Furthermore, if education were to be a subject on the State List, the Union would, in the normal course of things, cease to have the power to override State made laws and rules with respect to education, barring Entries 63-66. If one were to look at judicial interpretations of Entry 66, it would be interesting to note how the Union’s power to set standards for higher education could potentially conflict with the State’s power to legislate laws regulating education. For example, assuming a situation where the State enacts a legislation making a language the exclusive medium of instruction (something that would fall under the scope of education under the Concurrent list), then Entry 66 could still take precedence if such legislation was likely to result in lowering of standards. This was observed by a Constitutional bench where it found the medium of instruction to have a key bearing on the effectiveness of instruction and the resultant standards thereby. The recent controversy where the Tamil Nadu government sought to invalidate the applicability of the National Eligibility cum Entrance Test (NEET) in the State, did not pick up pace owing to the fact that the National Medical Commission Act was legislated under Entry 66 and the question of the applicability of Article 254 did not arise. If States were to undertake exclusive jurisdiction over education, such a transfer would challenge the binding authority of not just national education policies but also the central statutory bodies mentioned previously.

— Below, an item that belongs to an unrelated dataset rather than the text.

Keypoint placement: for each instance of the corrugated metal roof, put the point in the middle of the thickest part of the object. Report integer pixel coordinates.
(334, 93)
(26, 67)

The Madras High Court recently sent notices to the Union as well as the State Government as part of hearing a writ petition filed before a division bench of the Court, challenging the constitutional validity of the 42nd Amendment in transferring education to the Concurrent List. Going forward, what may be important to perhaps remember is that the Constitution seems to be designed to include inherent contradictions in distribution of power. This contradiction has been noted even prior to the 42nd Amendment, wherein it was felt that several provisions of the Constitution (for instance, the original draft of Article 45, which placed, and continues to place the Union under a constitutional obligation to provide free and compulsory education for children under 14 years of age) have always hinted at a stronger Central hold.